Of note, the decrease in despair-related immobility and increased sucrose consumption in the Setdb1 transgenic mice is comparable to similar behavioral changes observed in wildtype mice exposed to acute or chronic treatment with conventional antidepressants (Berton and Nestler, 2006), suggesting that upregulation of Setdb1 in neurons mediates an antidepressant-like behavioral effect. This phenotype, which was observed in two independent transgenic lines, was not associated with a more generalized alteration in the retention of foot shock-associated memories (as measured in passive avoidance and fear conditioning paradigms) (Fig. 9B, C), or a deficit in shock sensitivity or perception (Fig. 9A). Furthermore, the maintenance of body weight, novelty-induced locomotion activity, and anxiety-related behaviors remained unaltered in the transgenic animals, and only a subtle decrease (< 7% from controls) was observed in rotarod performance (Supplemental Fig. S3). These findings indicate that the observed antidepressant-like phenotype in the CK-Setdb1 mice is not explained by a generalized alteration in neurological functions.

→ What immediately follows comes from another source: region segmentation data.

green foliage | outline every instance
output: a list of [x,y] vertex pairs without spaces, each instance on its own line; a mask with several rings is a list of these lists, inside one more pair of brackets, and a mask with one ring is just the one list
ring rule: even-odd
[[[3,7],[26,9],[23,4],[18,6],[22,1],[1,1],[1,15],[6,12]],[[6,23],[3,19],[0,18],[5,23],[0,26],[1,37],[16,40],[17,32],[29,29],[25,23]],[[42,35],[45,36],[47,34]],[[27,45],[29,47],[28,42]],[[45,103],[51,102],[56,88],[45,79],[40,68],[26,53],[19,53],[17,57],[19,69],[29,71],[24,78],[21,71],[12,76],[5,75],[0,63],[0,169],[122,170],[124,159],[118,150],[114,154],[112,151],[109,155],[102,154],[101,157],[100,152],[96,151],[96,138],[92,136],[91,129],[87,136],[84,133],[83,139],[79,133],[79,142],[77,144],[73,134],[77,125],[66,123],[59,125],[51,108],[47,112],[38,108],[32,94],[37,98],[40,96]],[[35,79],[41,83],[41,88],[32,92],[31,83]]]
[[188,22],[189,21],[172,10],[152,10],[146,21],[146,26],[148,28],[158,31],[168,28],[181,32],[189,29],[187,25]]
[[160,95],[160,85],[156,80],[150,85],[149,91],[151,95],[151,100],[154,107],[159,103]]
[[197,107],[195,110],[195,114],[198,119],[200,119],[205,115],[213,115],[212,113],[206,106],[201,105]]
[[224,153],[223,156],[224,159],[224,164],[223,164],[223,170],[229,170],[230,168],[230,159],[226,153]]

The present study demonstrates that increased expression and activity of Setdb1 histone methyltransferase in forebrain neurons is associated with an antidepressant-like phenotype in behavioral paradigms related to anhedonia, despair and helplessness. These behavioral effects occurred in the context of a limited genomic occupancy of Setdb1 in neuronal chromatin, which was confined to a very small set (<1%) of genes and, unexpectedly, included the two NMDA receptor subunits NR2A/Grin2a and NR2B/Grin2b. While expression of Grin2a and overall NMDA receptor function was preserved in CK-Setdb1 mice, these animals were affected by a partial, 20–50% decrease in Grin2b levels which resulted in altered NMDA desensitization kinetics and insensitivity to the effect of NR2B-selective antagonist drugs. Therefore, these studies provide the first evidence that a member of the H3K9-HMT family of molecules regulates specific motivational and affective behaviors, and the expression of a neurotransmitter receptor system that is of crucial importance for neuronal signaling and plasticity.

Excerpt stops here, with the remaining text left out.